Like so many others, I am heartsick concerning the recent ugly events which have highlighted the sin of racism among us. As one who remembers the civil rights movement and the various efforts by people of the past and present seeking the breakdown of racial barriers that have plagued our society, I grieve over the images of African American people being killed by law enforcement officers and vigilantes.

I have had some meaningful dialogue with African American brethren who have shared with me their sorrow over these events. The conversations have been potent and personal. They have helped me consider the continuing concerns that we should have in “loving one another as Christ loved us.”

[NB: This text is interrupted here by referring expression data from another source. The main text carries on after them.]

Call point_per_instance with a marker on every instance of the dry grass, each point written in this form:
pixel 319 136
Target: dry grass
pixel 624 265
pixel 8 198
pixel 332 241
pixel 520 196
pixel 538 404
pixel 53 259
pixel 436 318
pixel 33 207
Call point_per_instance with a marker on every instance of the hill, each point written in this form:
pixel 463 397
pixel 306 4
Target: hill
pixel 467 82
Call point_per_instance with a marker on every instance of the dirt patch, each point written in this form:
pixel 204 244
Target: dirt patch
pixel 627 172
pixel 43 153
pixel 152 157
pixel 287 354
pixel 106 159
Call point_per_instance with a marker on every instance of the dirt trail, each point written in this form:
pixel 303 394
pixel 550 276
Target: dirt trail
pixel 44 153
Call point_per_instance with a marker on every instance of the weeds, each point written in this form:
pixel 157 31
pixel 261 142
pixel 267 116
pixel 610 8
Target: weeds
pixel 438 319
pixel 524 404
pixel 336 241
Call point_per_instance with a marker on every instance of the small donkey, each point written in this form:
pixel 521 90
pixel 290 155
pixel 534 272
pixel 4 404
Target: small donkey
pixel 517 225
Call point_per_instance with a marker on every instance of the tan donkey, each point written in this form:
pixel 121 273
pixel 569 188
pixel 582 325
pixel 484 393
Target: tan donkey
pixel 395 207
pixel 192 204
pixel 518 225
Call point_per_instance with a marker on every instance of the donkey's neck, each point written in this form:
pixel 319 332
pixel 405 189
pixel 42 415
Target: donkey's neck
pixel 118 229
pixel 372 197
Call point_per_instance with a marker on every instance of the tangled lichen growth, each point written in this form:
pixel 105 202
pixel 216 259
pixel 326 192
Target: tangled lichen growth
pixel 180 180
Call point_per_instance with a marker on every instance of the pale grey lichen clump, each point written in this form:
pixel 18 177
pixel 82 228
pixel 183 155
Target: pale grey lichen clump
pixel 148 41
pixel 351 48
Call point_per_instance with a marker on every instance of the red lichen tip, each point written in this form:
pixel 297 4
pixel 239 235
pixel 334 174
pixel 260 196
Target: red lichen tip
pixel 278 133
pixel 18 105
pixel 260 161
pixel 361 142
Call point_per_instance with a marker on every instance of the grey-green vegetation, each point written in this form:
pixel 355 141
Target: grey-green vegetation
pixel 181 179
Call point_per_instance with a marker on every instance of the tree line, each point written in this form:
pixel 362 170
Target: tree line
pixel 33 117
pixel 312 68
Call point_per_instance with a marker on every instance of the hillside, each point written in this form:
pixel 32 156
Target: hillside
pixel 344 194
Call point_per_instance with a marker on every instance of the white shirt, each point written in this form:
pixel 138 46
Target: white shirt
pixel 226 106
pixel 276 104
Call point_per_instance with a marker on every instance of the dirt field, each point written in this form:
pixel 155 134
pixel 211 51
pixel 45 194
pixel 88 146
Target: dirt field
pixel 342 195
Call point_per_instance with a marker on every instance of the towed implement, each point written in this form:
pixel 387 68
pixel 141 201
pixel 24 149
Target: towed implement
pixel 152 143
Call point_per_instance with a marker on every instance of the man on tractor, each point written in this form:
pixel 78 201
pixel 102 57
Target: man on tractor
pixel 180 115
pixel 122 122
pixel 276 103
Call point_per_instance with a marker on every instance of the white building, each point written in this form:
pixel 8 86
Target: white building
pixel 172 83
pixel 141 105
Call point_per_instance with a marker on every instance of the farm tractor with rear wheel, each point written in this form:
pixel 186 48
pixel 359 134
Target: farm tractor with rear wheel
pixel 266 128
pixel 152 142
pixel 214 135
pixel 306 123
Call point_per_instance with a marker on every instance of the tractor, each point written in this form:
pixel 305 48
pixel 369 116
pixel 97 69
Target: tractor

The following thoughts come from the flawed heart of one who has been saved by God’s grace. I do not wish to be either a social commentator or a partisan in a highly polarized time in our nation. Here is my personal credo concerning racism:

1. I value each life as a precious gift from God. Far too many times, we have seen images on television and in other media outlets which depict life as being disposable and lacking in value. Everyone of all races and backgrounds is made in the image of God! Those words should never be considered as “cheap talk” but as an unchanging and non-negotiable core value.

2. I want to express the fact that I condemn racism in any form. I remember well the civil rights movement decades ago. Progress in race relations seems to have improved, but much work is left to be done. I have heard the words of Simon Peter echoing in my mind as of late, “God is no respecter of persons” (Acts 10:34). He is a God who does not show partiality toward people. He created every life! He wishes to redeem people too!

3. I believe in the right of people to peacefully protest against wrongdoing in our society. People who peacefully protest are seeking to send a message. As an American, that is the right of every citizen. However when people choose to turn violence toward others, then those committing violence do not contribute to the betterment of our way of life. Their actions are wrong and cannot be seen as acceptable in a civil society.

4. Like you, I want to see better race relations. I would like for us to build upon the contributions of those made in the past. I would say a hearty amen to what Dr. Martin Luther King Jr. said: “Darkness cannot drive out darkness; only light can do that. Hate cannot drive out hate; only love can do that.” In that spirit, I want to be a person of the Light and of God’s love.